An aerial view of a development site in Scottsdale
Getty Images
An aerial view of a development site in Scottsdale.

Water concerns have been growing in Arizona as the state’s share of the Colorado River has been cut. Running out of water is still a distant concern for most residents. But for the unincorporated community of Rio Verde Foothills, water stopped flowing this year when the nearby city of Scottsdale shut off the taps.

Typically, when developers split land into six or more lots of a certain size those are considered "subdivisions." Developers are then required to prove that they have a 100-year supply of water, thanks to Arizona’s 1980 Groundwater Management Act.

But builders can get around that requirement with unregulated “wildcat” developments and other loopholes.

→ EPCOR makes its case to provide water to Rio Verde Foothills residents

David McKay is the manager of the Arizona Department of Water Resources’ Assured and Adequate Water Supply Programs. He said some developments avoid this requirement, either because they were split before the law was enforced, or because they were designed to avoid having to prove a 100-year water supply.

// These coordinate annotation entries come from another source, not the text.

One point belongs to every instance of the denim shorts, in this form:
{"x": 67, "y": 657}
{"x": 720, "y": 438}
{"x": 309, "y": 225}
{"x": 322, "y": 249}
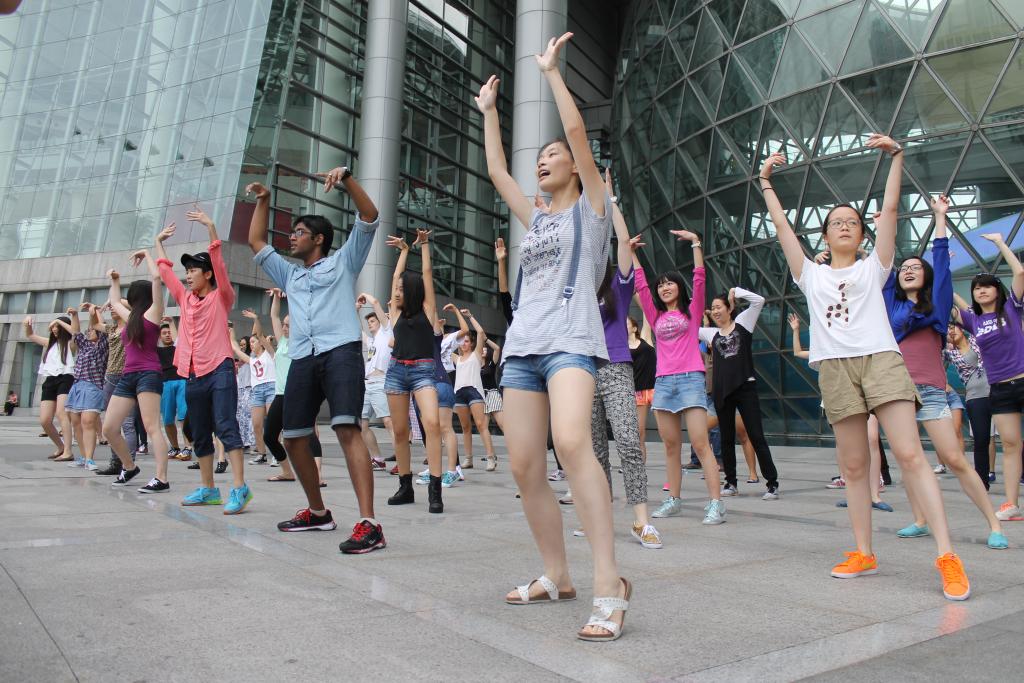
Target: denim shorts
{"x": 140, "y": 381}
{"x": 954, "y": 401}
{"x": 675, "y": 393}
{"x": 409, "y": 377}
{"x": 172, "y": 401}
{"x": 934, "y": 403}
{"x": 466, "y": 396}
{"x": 531, "y": 373}
{"x": 85, "y": 397}
{"x": 262, "y": 394}
{"x": 445, "y": 395}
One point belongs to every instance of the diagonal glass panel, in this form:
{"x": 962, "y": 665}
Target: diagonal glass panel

“It's really on the homebuyer to make sure that that water supply is there whenever they purchase those properties,” McKay said.

Sarah Porter is the director of Arizona State University's Kyl Center for Water Policy. She said that the way some lot splitting was done in Rio Verde contributed to its water problems “through development of five or fewer homes” and through the process of lot splitting.

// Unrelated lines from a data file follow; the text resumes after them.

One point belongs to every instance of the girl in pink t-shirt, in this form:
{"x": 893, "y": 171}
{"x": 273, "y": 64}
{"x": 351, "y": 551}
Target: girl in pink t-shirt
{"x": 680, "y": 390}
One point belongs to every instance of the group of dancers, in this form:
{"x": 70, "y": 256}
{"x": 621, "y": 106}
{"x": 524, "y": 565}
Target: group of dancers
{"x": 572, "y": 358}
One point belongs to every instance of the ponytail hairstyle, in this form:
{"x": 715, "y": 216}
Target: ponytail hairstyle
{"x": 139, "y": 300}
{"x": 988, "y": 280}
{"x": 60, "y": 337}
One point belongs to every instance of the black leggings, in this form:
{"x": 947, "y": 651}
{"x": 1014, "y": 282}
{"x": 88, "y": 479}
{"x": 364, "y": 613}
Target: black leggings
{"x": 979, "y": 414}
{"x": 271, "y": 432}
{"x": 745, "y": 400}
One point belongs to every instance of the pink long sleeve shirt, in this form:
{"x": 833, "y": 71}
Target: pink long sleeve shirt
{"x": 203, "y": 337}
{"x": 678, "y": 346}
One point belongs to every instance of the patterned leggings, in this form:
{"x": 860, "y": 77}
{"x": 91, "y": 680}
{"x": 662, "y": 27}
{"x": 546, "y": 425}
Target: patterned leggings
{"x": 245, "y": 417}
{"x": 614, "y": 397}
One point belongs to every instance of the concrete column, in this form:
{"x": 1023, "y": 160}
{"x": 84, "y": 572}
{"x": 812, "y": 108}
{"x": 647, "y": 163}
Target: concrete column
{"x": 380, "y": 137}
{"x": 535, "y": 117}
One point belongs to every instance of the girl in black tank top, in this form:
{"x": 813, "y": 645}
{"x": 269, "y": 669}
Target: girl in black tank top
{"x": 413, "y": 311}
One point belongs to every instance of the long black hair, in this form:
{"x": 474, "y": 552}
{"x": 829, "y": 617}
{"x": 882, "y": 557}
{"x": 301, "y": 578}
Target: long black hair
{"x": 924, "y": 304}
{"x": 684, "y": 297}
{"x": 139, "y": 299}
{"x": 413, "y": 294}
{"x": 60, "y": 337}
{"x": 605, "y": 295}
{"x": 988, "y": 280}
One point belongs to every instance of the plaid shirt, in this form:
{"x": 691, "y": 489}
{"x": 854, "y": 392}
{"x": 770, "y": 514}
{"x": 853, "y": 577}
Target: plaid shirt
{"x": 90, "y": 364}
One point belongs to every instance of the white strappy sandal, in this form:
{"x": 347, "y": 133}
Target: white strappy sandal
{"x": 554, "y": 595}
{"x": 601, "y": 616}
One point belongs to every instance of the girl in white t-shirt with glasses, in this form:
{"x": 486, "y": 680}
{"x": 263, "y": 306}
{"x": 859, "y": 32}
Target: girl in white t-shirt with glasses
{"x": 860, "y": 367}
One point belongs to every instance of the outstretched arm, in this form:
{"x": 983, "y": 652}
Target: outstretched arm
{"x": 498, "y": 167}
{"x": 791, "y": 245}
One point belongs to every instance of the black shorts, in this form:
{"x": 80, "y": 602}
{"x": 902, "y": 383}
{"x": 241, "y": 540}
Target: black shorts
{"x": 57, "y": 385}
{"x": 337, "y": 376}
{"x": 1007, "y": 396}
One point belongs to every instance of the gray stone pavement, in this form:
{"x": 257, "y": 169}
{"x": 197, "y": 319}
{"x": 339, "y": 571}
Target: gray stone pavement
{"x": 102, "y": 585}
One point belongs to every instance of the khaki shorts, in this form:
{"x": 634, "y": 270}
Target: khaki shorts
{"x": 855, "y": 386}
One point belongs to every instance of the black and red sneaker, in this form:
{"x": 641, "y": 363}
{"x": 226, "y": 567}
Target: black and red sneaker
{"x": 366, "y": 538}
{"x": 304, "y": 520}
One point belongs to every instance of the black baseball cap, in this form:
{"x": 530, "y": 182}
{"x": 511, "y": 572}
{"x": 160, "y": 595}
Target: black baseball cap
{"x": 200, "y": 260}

Many subdivisions, Porter said, rely on cities that go through a process to become what are called assured designated providers.

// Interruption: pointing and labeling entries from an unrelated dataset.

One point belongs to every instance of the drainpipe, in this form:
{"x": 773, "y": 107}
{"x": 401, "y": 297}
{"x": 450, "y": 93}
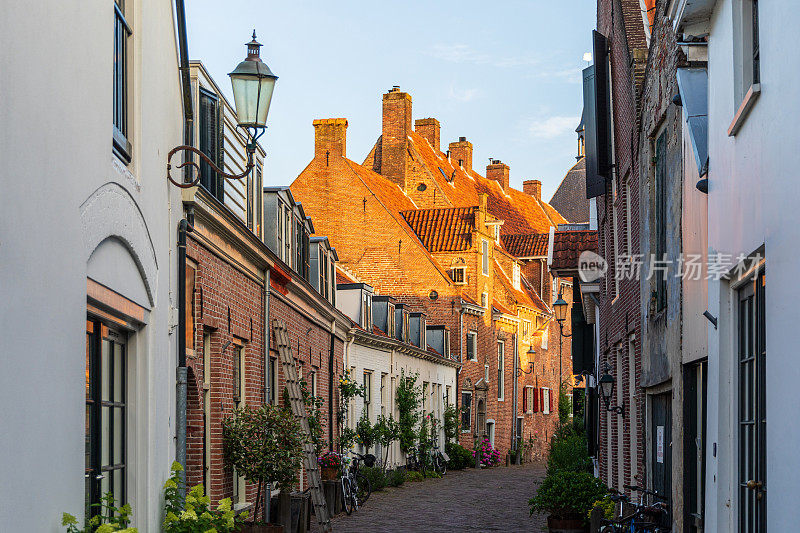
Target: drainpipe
{"x": 267, "y": 398}
{"x": 516, "y": 379}
{"x": 184, "y": 226}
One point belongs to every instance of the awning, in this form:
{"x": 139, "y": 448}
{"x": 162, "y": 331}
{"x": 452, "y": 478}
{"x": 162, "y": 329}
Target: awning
{"x": 693, "y": 87}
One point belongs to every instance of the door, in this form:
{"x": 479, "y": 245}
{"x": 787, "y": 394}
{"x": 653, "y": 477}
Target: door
{"x": 752, "y": 408}
{"x": 106, "y": 414}
{"x": 661, "y": 444}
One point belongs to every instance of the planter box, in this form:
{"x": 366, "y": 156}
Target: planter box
{"x": 268, "y": 528}
{"x": 565, "y": 525}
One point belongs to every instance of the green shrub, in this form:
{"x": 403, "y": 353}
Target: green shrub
{"x": 460, "y": 457}
{"x": 413, "y": 475}
{"x": 395, "y": 478}
{"x": 376, "y": 477}
{"x": 565, "y": 494}
{"x": 569, "y": 452}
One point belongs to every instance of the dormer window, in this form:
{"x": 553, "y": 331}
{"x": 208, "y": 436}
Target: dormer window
{"x": 459, "y": 275}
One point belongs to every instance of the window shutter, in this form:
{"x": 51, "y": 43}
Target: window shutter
{"x": 602, "y": 84}
{"x": 595, "y": 183}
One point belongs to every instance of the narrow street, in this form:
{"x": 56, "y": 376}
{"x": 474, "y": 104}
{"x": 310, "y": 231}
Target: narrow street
{"x": 495, "y": 499}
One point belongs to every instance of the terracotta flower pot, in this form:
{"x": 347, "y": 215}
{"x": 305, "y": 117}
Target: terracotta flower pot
{"x": 565, "y": 525}
{"x": 329, "y": 473}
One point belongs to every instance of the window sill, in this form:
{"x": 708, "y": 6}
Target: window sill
{"x": 744, "y": 109}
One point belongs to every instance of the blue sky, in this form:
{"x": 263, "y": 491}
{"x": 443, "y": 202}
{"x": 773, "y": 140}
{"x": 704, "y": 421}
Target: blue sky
{"x": 504, "y": 74}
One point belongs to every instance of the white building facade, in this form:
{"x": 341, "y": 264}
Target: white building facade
{"x": 87, "y": 268}
{"x": 753, "y": 105}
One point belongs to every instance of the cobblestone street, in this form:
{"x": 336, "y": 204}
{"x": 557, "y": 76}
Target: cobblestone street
{"x": 488, "y": 500}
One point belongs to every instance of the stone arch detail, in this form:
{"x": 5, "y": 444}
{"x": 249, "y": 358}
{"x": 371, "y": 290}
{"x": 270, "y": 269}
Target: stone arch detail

"To get that, the city has to prove that it has water that's physically, legally and financially available to meet current demand for the next 100 years,” Porter said.

With cuts from sources like the Colorado River, Porter said cities are working to make the best use of what they have.

"So cities now are reclaiming about 93% of the water that enters the wastewater treatment system, and that's very good,” she said.

Population growth is often brought up when it comes to water use.

But according to Porter: “Growth is not a direct driver of the water challenges that we're seeing.” And instead, “bigger, older cities tend to be growing more dense. And as cities become more dense, the per capita demand for water tends to go down.”

Porter said that’s because those cities focus on “getting better and better at how they manage water and at using the, you know conservation and reclaiming water, reusing water.”

As for subdivisions, Heidi Kimball with Sunbelt Holdings, a real estate developer, said developers and city officials are working together to find some of those solutions.

“The city of Phoenix is talking about toilet to tap,” Kimball said. “We're gonna see that kind of creation of a new 'bucket’ because we have to.”

Porter said those solutions are more effective than some may assume.

“In the past 20 years, the population has grown about 45% and water demand grew 14%,” Porter said.

McKay said that on the policy side, the city or county in question is responsible for ensuring developments meet the assured water supply.

“I think there's a lot of anxiety out there,” McKay said. “And the thing is, that when we look at an assured water supply, we're looking really, really far into the future.”

But McKay said it’s still important to be proactive and find alternate sources for the future.